In his January 18th piece, "New Md. Rules on Stormwater Assailed," Tim Wheeler describes the content of a Smart Growth Task Force meeting at the Maryland Department of the Environment (MDE) where members of the development community came out to oppose new regulations aimed at tightening pollution control standards on re-development sites.

Having been at the meeting, I wasn't surprised so much by the overwhelming sentiment from the development community; they don't want to have to pay the cost of making their projects pollute less. What did surprise me was the willful and repeated misrepresentation of the new guidelines being set forth by MDE. In almost every case study presented, developers claimed the new regulations would cut into the density of their development. What they failed to acknowledge is that the new regulations have a flexibility that allows for off-site mitigation or for the developer to pay a "fee-in-lieu" if stormwater management can't reasonably be handled on the site. Density can still be achieved, smart growth can be preserved, but dollars will be passed to the local jurisdictions to assist with targeted restoration of degraded creeks and streams.

Most astonishing of all, however, were the local government staffers who called for a weakening of the new regulations. If you happen to live in Baltimore City or Baltimore or Howard counties, I would ask that you put in a call into your planning department to ask why high-level bureaucrats were testifying before MDE to weaken pollution regulations on developers, forcing taxpayers to pick up the tab for the environmental consequences of their projects.
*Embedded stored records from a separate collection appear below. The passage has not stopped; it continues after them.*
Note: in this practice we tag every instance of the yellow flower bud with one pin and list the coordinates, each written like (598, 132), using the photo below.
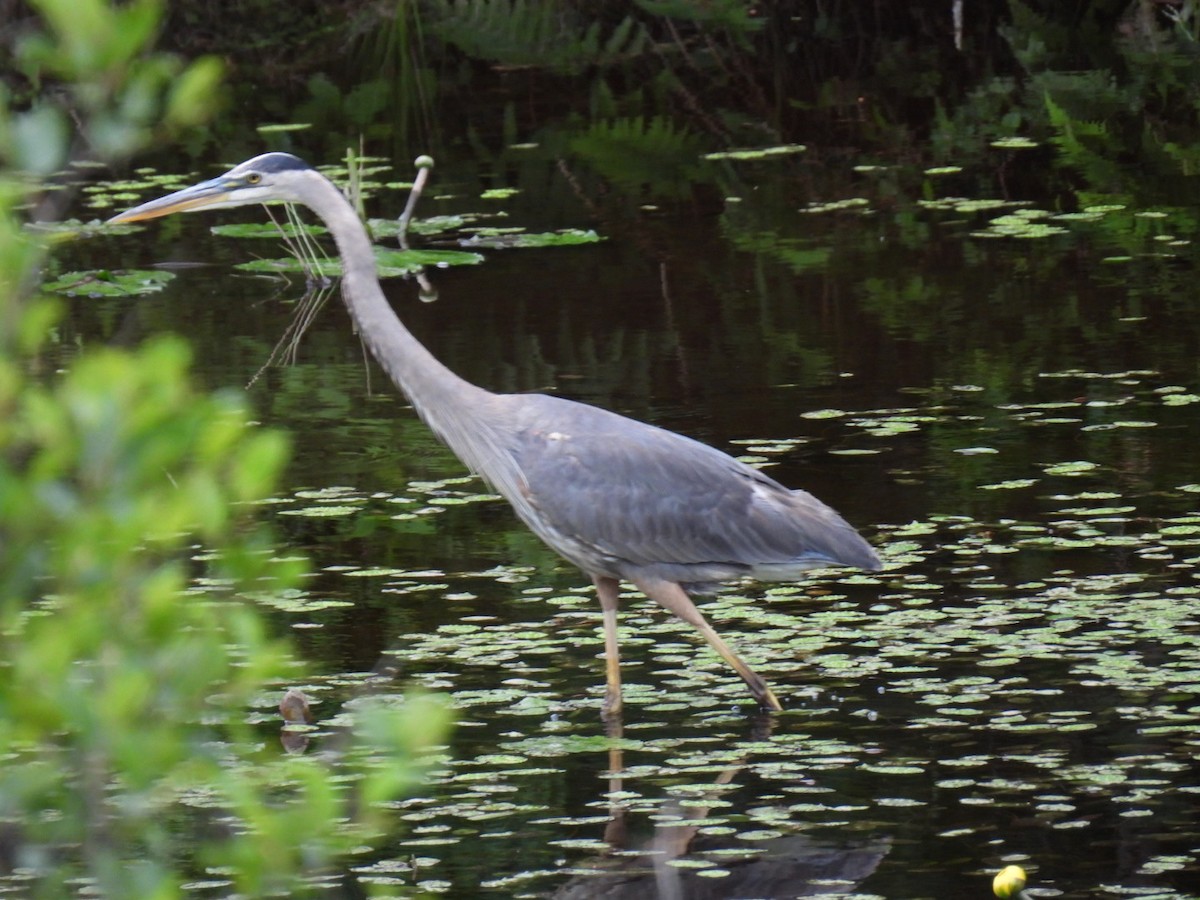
(1008, 882)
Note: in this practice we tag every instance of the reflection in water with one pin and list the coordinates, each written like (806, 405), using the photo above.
(681, 863)
(793, 867)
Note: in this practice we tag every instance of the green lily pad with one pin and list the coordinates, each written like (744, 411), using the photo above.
(766, 153)
(393, 263)
(267, 229)
(507, 240)
(106, 282)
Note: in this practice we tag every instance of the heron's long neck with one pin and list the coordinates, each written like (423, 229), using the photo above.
(439, 396)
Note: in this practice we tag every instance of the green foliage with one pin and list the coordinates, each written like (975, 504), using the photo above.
(130, 762)
(642, 154)
(535, 33)
(139, 97)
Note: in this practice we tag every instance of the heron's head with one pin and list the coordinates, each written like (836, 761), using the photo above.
(270, 177)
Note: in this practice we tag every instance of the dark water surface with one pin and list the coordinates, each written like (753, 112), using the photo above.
(1011, 420)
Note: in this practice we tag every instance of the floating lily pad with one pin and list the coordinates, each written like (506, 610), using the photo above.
(509, 240)
(393, 263)
(267, 229)
(109, 282)
(767, 153)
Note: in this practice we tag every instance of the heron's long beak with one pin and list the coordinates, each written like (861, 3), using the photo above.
(205, 195)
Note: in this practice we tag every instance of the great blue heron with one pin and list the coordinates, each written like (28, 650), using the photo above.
(621, 499)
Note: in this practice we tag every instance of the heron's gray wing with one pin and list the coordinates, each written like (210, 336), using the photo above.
(651, 497)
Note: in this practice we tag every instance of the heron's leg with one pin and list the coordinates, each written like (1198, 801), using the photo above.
(672, 597)
(607, 591)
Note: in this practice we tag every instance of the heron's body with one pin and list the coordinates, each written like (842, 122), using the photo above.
(622, 499)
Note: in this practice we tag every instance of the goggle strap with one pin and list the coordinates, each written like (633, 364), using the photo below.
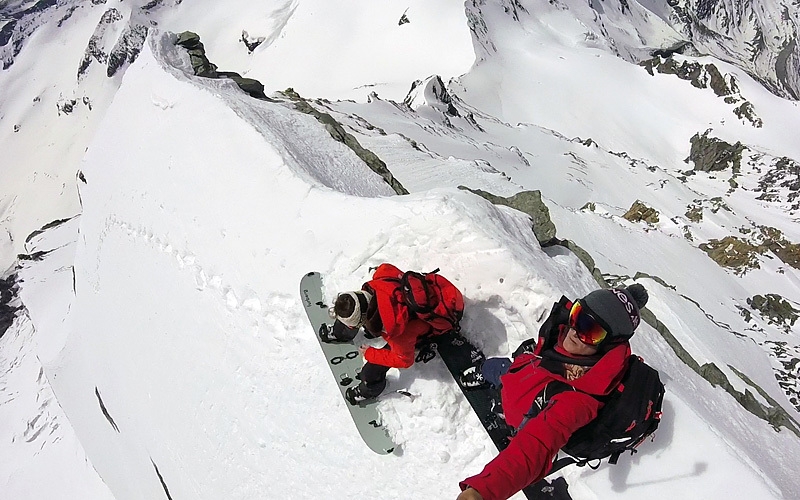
(598, 319)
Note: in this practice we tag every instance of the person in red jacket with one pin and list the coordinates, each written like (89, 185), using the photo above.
(581, 354)
(376, 308)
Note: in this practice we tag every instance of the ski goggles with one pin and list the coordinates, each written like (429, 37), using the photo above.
(589, 331)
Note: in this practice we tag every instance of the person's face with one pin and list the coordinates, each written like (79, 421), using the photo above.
(573, 345)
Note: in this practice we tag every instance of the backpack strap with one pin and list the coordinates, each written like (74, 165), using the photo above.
(542, 400)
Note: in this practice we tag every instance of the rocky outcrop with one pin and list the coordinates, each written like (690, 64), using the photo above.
(95, 49)
(781, 182)
(251, 42)
(640, 212)
(338, 132)
(8, 292)
(431, 92)
(127, 49)
(775, 310)
(528, 202)
(24, 22)
(709, 154)
(205, 68)
(733, 253)
(759, 37)
(705, 76)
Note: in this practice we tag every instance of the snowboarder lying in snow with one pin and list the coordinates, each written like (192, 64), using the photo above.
(376, 308)
(583, 346)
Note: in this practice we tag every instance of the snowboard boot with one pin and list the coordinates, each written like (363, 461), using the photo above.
(356, 395)
(472, 378)
(338, 334)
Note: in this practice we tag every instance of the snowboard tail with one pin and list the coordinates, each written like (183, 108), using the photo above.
(345, 361)
(458, 355)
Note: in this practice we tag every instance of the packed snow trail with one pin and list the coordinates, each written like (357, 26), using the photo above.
(200, 216)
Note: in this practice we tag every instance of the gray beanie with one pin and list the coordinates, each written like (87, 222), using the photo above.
(617, 309)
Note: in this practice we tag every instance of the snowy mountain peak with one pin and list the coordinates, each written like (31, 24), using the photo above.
(157, 223)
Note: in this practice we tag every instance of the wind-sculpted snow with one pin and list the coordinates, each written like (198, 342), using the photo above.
(165, 318)
(296, 137)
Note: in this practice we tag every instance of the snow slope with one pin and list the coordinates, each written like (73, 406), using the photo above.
(163, 352)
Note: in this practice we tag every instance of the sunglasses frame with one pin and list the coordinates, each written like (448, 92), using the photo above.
(582, 335)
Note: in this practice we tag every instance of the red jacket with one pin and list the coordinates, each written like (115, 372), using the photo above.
(395, 325)
(530, 454)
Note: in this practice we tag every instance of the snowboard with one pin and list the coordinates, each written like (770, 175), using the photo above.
(345, 361)
(458, 354)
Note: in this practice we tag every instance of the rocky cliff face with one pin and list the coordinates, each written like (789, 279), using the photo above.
(760, 36)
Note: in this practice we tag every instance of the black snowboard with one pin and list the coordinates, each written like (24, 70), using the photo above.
(458, 355)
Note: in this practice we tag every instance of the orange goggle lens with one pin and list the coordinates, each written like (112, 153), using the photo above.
(588, 329)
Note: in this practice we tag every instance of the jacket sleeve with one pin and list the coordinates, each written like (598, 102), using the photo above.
(530, 453)
(548, 332)
(401, 347)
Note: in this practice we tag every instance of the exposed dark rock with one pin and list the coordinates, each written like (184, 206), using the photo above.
(437, 88)
(528, 202)
(338, 132)
(641, 212)
(8, 292)
(403, 19)
(775, 310)
(706, 76)
(47, 226)
(694, 213)
(733, 253)
(127, 48)
(251, 86)
(783, 173)
(203, 67)
(251, 42)
(710, 154)
(786, 251)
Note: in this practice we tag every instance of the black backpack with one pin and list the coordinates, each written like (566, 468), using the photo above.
(631, 413)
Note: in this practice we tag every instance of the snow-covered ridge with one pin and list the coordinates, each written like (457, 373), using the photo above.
(174, 292)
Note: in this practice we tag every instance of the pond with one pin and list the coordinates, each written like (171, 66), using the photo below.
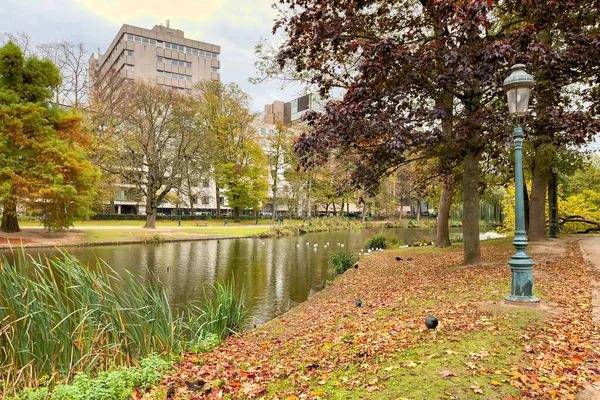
(274, 274)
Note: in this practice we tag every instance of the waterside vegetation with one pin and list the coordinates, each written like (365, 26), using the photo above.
(61, 318)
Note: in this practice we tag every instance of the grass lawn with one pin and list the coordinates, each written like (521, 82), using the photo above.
(199, 223)
(138, 234)
(328, 348)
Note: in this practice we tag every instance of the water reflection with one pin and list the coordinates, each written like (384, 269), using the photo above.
(274, 274)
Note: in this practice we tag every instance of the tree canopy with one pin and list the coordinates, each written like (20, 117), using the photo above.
(43, 163)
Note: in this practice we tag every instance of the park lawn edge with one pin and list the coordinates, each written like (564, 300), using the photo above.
(327, 348)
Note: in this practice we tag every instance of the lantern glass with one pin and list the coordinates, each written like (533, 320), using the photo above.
(523, 99)
(518, 88)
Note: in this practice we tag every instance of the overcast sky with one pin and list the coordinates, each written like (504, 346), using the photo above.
(235, 25)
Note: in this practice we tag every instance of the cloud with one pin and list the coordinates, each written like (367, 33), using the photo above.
(235, 25)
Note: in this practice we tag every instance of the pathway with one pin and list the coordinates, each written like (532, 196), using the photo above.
(590, 248)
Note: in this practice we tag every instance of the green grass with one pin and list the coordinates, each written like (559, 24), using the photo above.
(60, 318)
(480, 360)
(141, 235)
(198, 223)
(340, 261)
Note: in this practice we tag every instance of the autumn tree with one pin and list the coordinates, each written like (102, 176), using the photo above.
(238, 163)
(71, 60)
(43, 162)
(147, 136)
(559, 43)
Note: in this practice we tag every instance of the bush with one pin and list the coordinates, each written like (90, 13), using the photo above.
(376, 242)
(585, 204)
(114, 384)
(341, 261)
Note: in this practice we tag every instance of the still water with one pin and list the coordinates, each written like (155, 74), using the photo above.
(274, 274)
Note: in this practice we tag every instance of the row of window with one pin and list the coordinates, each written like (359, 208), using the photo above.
(174, 62)
(263, 132)
(175, 88)
(196, 200)
(171, 46)
(175, 75)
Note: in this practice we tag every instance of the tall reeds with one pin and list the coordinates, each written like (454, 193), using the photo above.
(58, 317)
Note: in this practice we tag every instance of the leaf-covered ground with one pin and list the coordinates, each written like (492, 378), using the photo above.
(329, 348)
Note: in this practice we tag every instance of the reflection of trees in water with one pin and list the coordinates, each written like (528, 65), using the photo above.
(275, 275)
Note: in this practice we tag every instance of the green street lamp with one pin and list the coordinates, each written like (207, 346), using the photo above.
(518, 88)
(553, 222)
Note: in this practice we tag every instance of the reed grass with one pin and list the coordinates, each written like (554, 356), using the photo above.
(58, 318)
(341, 261)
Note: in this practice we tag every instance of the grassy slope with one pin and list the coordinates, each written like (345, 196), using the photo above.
(122, 235)
(328, 348)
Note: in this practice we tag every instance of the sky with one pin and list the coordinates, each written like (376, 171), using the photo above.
(235, 25)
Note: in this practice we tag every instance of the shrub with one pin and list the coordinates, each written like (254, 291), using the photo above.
(341, 261)
(376, 242)
(114, 384)
(585, 204)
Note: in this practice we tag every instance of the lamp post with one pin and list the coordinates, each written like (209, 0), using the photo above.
(553, 217)
(518, 87)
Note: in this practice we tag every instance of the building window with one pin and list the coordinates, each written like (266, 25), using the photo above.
(173, 75)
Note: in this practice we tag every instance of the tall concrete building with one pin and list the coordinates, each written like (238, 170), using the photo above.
(164, 56)
(161, 54)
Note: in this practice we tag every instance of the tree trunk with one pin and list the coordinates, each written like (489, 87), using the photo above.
(443, 233)
(537, 203)
(150, 213)
(218, 194)
(10, 223)
(364, 215)
(470, 221)
(275, 202)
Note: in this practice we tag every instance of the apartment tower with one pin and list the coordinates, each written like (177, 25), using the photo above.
(161, 54)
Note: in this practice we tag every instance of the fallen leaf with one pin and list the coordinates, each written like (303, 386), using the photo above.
(447, 372)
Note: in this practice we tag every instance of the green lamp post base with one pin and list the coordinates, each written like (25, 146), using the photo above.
(522, 278)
We have a multi-billion dollar backlog of restoration work that needs to be accomplished in order to clean up the Chesapeake Bay, and re-development represents an important opportunity in that regard. We can't get clean rivers and a clean bay without everyone picking up their fair share of the cost. Gutting these regulations would represent a huge step in the wrong direction.

Erik Michelsen, Edgewater

The writer is executive director of the South River Federation.